The minimum element thickness in mm is plotted on the x-axis, and the y-axis shows the temperature differences (relative to the reference temperatures) at selected sensor points in K. The minimum element thickness plays a very important role in mesh generation, as the component is traversed by a highly heat-conductive aluminum sheet, which has a major influence on the temperature distribution. Therefore, a very fine mesh must be selected in the area where the sheet is located in order to obtain the most accurate results possible. For this reason, the minimum element thickness at the edge or at material layer boundaries was varied between 10 mm and 0.05 mm. As can be easily seen in the diagram, the results below 0.2 mm no longer change significantly, whereas from 10 mm to 0.5 mm there are sometimes drastic differences in the calculated temperatures for individual points.
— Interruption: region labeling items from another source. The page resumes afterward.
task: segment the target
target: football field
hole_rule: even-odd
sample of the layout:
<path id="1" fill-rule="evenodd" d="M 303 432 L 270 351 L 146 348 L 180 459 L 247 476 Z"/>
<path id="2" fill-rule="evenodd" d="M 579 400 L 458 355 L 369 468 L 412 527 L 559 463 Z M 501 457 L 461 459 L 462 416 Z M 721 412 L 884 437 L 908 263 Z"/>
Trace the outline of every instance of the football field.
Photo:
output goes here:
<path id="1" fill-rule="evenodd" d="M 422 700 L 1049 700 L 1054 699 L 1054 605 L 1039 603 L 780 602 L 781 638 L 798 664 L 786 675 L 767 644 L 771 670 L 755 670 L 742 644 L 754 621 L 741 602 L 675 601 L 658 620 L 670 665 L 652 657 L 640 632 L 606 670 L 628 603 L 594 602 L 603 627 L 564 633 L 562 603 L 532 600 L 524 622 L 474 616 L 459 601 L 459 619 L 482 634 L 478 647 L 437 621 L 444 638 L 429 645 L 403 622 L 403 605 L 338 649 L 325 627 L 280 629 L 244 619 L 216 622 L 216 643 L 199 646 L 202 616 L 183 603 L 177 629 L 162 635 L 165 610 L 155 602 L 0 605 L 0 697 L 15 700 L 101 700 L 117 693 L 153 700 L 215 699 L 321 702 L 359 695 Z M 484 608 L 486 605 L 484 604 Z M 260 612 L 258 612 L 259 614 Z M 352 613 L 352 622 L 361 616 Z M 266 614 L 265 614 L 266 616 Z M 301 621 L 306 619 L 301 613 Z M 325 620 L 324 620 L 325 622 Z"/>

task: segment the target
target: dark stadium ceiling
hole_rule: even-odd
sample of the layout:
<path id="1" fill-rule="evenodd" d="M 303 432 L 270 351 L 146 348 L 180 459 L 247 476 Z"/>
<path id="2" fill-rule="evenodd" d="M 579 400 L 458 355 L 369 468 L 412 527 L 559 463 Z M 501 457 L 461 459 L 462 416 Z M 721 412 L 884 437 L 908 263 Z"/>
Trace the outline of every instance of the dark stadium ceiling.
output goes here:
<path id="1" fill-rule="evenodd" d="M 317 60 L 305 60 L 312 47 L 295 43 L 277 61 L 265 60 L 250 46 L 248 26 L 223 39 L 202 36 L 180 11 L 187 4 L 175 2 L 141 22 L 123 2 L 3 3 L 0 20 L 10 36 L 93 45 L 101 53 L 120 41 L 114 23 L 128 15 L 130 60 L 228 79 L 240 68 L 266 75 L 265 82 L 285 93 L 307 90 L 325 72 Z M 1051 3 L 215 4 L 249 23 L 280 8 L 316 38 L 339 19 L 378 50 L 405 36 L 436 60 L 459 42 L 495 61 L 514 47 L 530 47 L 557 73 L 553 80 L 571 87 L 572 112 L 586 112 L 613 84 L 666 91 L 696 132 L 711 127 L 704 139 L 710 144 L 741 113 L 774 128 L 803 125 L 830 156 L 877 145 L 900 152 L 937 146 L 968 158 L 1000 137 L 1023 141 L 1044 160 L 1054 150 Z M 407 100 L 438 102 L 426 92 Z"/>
The strong influence of the element thickness at the edge or at component boundaries on the accuracy of the result can be explained by the numerical implementation of the boundary condition. In the control volume method used in DELPHIN, a single state is defined for each element. This means that no distribution of conservation quantities within the element is described. The temperature at the edge of the element is therefore assumed to be the same as at the center of the element. In the case of strong temperature gradients at the edge, this leads to an error that is directly proportional to the element size at the edge. Therefore, small grid elements should always be used in areas with strong temperature gradients.